The Court found section 3 of DOMA, defining marriage as the union between one man and one woman for federal purposes, unconstitutional.
“This case is difficult. [O]nly the Supreme Court can finally decide this unique case,” wrote poor Judge Michael Boudin. The Court is as sure of its decision as it is that there is life on other planets.
The Court recognizes that DOMA is clearly constitutional under the traditional “rational basis” test. And it acknowledges that legal precedent prevents them from applying the two other stricter tests available, “intermediate” and “strict.” So it ventures to undertake “a more careful assessment of the justification than the light scrutiny offered by conventional rational basis review.”
“Son, no one else was here. Are you sure you didn’t do it?”
You see, the Court is apparently not as careful in its examinations on a regular basis. They don’t always bring their “A” game, if you will. But this time, hey, this time we will take a look at this really carefully.
After all, the Court is under a lot of pressure by the Obama-Holder Department of Justice (DOJ). It made sure to mention that even though the DOJ had defended DOMA in the district court, it made an “about face” to argue against the law’s constitutionality before the appellate court.
There’s no question that President Obama’s “evolving” position on the issue had a significant impact on this decision.
Under that pressure, the Court concluded “without insisting on ‘compelling’ or ‘important’ justifications or ‘narrow tailoring,’ the Court would scrutinize with care the purported bases for the legislation.”
It is equally unsurprising then that in abandoning its regular assessments “without care” it sought to overturn DOMA, and it would get there one way or another.
Despite 200 years of historic support for the traditional definition of marriage and its innumerable benefits for society, and the countless instances of legal precedent acknowledging them, the Court found particularly egregious the fact that “only one day of hearings was held on DOMA.”
It is clear that no amount of evidence would have been enough for the Court and, therefore, it rejects all rationales for DOMA – including the support of children. It matters not that children do best in a home with their mother and father. The Court couldn’t “explain how denying benefits to same-sex couples will reinforce heterosexual marriage.”

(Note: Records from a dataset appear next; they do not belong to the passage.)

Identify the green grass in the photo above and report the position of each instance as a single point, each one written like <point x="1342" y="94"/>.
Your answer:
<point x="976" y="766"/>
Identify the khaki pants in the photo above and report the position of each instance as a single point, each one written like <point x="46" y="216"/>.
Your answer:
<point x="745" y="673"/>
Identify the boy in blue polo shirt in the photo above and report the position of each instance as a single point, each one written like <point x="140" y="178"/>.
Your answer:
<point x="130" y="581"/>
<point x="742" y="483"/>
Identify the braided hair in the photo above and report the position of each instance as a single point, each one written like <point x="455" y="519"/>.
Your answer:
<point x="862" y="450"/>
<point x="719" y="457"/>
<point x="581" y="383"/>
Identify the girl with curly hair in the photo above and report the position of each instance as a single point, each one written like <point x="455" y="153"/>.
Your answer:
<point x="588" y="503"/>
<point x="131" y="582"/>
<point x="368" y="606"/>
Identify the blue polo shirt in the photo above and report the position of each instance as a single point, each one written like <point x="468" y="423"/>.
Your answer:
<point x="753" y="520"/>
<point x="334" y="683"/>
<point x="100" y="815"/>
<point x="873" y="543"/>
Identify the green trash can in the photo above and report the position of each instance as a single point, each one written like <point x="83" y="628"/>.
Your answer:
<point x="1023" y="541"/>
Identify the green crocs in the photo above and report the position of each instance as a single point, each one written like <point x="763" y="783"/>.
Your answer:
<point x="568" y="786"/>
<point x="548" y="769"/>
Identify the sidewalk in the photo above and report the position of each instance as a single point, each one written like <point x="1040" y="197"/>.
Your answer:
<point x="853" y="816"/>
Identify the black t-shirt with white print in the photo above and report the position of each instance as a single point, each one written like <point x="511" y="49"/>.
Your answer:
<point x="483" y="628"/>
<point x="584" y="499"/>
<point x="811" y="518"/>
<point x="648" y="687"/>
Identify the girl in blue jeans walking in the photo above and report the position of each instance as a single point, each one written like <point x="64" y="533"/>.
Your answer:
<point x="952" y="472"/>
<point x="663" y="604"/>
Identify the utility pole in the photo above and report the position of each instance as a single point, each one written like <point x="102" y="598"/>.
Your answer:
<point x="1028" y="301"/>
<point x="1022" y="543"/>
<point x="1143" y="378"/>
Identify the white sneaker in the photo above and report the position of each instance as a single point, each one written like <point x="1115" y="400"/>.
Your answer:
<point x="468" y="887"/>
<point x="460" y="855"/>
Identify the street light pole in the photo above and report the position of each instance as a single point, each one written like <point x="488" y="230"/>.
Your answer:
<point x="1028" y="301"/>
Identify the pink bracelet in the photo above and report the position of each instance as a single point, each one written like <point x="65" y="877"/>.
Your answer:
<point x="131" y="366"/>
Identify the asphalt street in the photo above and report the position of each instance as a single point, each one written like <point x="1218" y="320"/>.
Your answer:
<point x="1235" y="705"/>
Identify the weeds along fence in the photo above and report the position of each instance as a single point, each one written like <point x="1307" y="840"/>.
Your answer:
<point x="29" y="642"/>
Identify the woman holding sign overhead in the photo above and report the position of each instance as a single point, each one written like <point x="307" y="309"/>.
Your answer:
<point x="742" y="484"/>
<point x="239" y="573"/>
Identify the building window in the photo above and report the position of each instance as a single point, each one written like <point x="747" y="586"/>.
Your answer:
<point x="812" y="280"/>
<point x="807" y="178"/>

It all ringed of, “I didn’t do it, daddy.”
The government does this all the time. It treats certain practices differently, offering benefits to encourage practices that benefit our society. In the case of marriage, it supports it by setting it apart from other types of relationships, therefore making it more likely for children to grow up in what we know is the best environment for them – with a mother and a father who love each other and their children.

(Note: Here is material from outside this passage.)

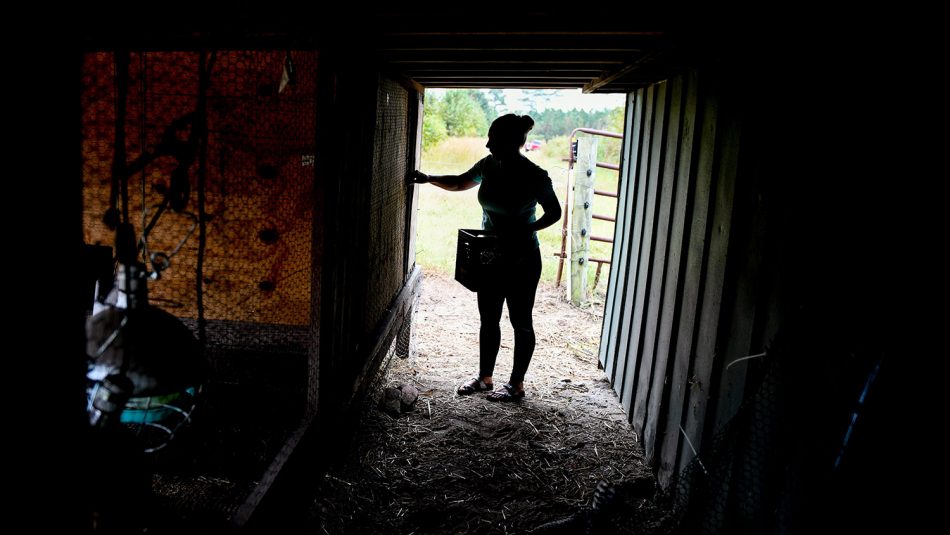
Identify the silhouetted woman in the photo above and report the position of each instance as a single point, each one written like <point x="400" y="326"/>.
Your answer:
<point x="511" y="188"/>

It’s most basic. The Court knows it is more than a “rational basis.” It should meet “strict scrutiny” review. Yet it looks at it “really carefully” to reach the outcome the judges personally desire. The law, most certainly, doesn’t demand it.
We have to give them this; the Court’s position is so weak, because it is actually trying to be a bit more honest than other courts. It wrote, “In reaching our judgment, we do not rely upon the charge that DOMA’s hidden but dominant purpose was hostility to homosexuality.”

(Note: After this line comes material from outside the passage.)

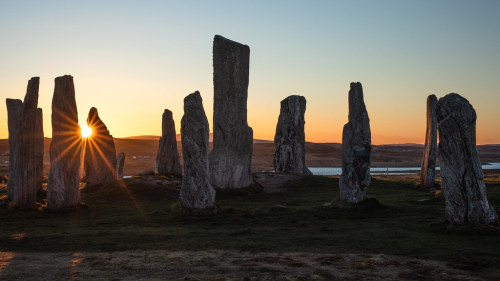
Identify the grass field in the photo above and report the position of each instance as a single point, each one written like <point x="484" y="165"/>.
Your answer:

It continued, “Traditions are the glue that holds society together, and many of our own traditions rest largely on belief and familiarity – not on benefits firmly provable in court. The desire to retain them is strong and can be honestly held.”
But in acknowledging that, the Court makes its position as weak as it can be. Other courts have relied on this fictional notion that everyone who supports traditional marriage does so based on some hidden “animus” towards homosexuals, because they know their whole case depends on it. They feel they must be agents of “progress,” and so they are willing to take the leap of faith to avoid being “on the wrong side of history.”
Hopefully this decision at least helps expose that fallacy as it is on its way to be overturned by the Supreme Court.